Fear
For a very long time, we have known from studies that human nature would almost require us to do anything that we think might protect us from real, imagined or clearly perceived dangers. The other side of that is that, out of a desire for the preservation of organized society, we are under the requirement of law that precludes us from responding to fear in any extreme way unless our lives are inarguably threatened. Since authority determines the rules of society, authority also decides who is eligible to respond to fear, even in an extreme way, and who isn’t.
Authority sets up structures to determine what response is appropriate and what response is not. Therefore, a member of a dominant group may not be subjected to the same expectations and/or consequences as a member of a marginalized group even if both individuals respond to fear in the same way. To this end, the stories of the trials of George Zimmerman in the murder of Trayvon Martin and Marissa Alexander in her trial for firing a warning shot in the direction of her abusive husband – under the same “Stand Your Ground” law in the same state of Florida and the same prosecutorial district – is very instructive. While Zimmerman who killed Trayvon Martin walked out of court a free man, Alexander who caused no injury to her abusive spouse received a 20-year jail term. The only distinguishing factor in both cases was that both Mr. Trayvon Martin and Ms. Alexander were members of a group that is deemed appropriate to be described as “other” in the eyes of our law.

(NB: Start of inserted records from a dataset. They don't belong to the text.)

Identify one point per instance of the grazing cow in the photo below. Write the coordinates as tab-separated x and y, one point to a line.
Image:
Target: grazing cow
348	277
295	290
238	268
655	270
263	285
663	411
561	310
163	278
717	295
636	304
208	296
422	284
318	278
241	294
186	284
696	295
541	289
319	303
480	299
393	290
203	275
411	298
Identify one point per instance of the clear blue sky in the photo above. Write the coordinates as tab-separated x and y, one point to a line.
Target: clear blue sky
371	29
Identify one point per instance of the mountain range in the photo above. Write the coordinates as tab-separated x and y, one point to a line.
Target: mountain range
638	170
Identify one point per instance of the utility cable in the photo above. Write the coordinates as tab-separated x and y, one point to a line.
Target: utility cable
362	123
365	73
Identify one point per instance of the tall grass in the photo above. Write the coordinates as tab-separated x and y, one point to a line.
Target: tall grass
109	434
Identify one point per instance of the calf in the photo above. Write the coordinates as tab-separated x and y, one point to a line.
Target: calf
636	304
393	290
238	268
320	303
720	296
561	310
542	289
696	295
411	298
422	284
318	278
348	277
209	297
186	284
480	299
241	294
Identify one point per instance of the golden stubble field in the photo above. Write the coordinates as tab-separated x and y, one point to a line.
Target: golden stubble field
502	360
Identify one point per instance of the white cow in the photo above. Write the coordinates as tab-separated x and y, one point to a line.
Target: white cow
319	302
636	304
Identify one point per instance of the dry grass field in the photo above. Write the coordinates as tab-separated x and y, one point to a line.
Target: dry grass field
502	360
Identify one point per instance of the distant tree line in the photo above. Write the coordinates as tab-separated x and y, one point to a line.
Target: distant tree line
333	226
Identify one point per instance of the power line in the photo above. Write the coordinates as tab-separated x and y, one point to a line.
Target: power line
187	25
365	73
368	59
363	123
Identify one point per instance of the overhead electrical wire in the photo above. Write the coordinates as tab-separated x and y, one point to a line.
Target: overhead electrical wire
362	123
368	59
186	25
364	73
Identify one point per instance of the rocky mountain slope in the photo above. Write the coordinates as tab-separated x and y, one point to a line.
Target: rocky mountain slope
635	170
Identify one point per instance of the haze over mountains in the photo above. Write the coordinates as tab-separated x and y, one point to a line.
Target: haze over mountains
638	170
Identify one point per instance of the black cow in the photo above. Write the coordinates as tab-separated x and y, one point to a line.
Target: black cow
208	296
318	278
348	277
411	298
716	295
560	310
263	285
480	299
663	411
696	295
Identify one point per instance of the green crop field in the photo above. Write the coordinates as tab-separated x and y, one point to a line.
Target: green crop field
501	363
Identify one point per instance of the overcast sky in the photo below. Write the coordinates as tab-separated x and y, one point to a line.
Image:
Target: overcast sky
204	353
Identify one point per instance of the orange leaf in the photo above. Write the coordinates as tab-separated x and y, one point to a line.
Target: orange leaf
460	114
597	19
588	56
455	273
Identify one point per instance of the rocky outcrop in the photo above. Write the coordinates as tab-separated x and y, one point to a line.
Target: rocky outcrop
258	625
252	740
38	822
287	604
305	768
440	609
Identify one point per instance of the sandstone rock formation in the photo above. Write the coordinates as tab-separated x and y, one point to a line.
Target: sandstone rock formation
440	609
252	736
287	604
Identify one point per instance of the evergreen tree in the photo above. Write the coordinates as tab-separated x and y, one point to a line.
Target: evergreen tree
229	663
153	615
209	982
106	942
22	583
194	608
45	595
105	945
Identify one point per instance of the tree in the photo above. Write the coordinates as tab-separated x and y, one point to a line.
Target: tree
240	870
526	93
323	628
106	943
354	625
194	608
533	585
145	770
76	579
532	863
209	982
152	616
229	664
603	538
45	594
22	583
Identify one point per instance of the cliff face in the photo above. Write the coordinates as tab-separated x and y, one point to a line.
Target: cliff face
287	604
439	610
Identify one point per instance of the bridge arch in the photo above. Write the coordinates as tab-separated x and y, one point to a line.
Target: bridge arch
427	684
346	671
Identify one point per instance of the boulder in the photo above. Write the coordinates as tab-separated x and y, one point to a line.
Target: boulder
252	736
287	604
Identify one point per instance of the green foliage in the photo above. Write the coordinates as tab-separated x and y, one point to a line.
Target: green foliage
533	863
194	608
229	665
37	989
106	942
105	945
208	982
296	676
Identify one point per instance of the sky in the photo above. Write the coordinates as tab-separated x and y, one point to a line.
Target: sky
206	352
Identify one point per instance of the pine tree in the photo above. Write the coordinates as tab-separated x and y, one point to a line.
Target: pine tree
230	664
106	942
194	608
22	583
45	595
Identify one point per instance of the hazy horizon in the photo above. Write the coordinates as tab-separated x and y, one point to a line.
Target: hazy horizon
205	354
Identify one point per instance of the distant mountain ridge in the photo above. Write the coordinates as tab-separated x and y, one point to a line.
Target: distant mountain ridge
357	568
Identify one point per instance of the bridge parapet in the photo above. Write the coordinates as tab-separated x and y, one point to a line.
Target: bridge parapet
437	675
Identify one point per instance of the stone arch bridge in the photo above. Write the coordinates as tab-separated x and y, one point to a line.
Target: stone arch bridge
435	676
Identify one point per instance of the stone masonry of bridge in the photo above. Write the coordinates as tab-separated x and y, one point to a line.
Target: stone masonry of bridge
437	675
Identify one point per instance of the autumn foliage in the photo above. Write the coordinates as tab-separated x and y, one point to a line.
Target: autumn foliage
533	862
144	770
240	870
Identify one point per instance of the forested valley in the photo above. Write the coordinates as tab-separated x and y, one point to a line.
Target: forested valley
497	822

In contemporary society, authority figures are increasingly making an art of defining the objects that people should fear. Despite the fear that we may feel, we must submit to the powers that sanction our ability to respond to fear, and determine how we respond. Having submitted, authority also expects us to accept their choice of language that they will use to initiate, maintain, and increase our fear even as they tell us that they exist to protect us from the objects of our fear. As if that is not enough, they define the objects of our fear. For the current government in the United States, the language and objects of fear that they have chosen for us include such terms as “law and order”, “bad dudes”, “refugees”, “extreme vetting”, “terrorists”, “Islamic extremists”, “Jihadists”, “Muslims”, “criminals” and “illegals”. Around the world, immigrants, political opponents and members of minority groups have been the chosen objects of fear.
In South Africa, the objects of fear that must not only be illegally arrested or harassed but also killed are black immigrants from other African countries. While people who follow developments in South Africa may perceive of this as somewhat of a deviation from the argument thus far in the sense that the South African government did not choose the objects of fear now being killed on South African streets, it is by no means a deviation. The reality is that by condoning the actions of the killers and publicly making statements that range from denial to implicit support for the killers to toothless bravado, that government by its complicity has chosen the current victim groups as the objects that the people should fear. But the case of South Africa is by no means unique in this regard, even if the difference may be of kind rather than degree – depending on whose perceptions are being expressed. Certainly, the current South African situation exposes the emptiness and extreme weakness of the judicial, social, and political institutions of a corrupt nation on the one hand and, on the other hand, the penchant of frustrated and downtrodden thugs for jungle justice.
Around the world, immigrants and members of minority racial and ethnic groups are marginalized and, yet, are the objects that society is encouraged to fear. To call this thinking illogical is to understate the degree of senselessness inherent both in the conception and practice of otherism.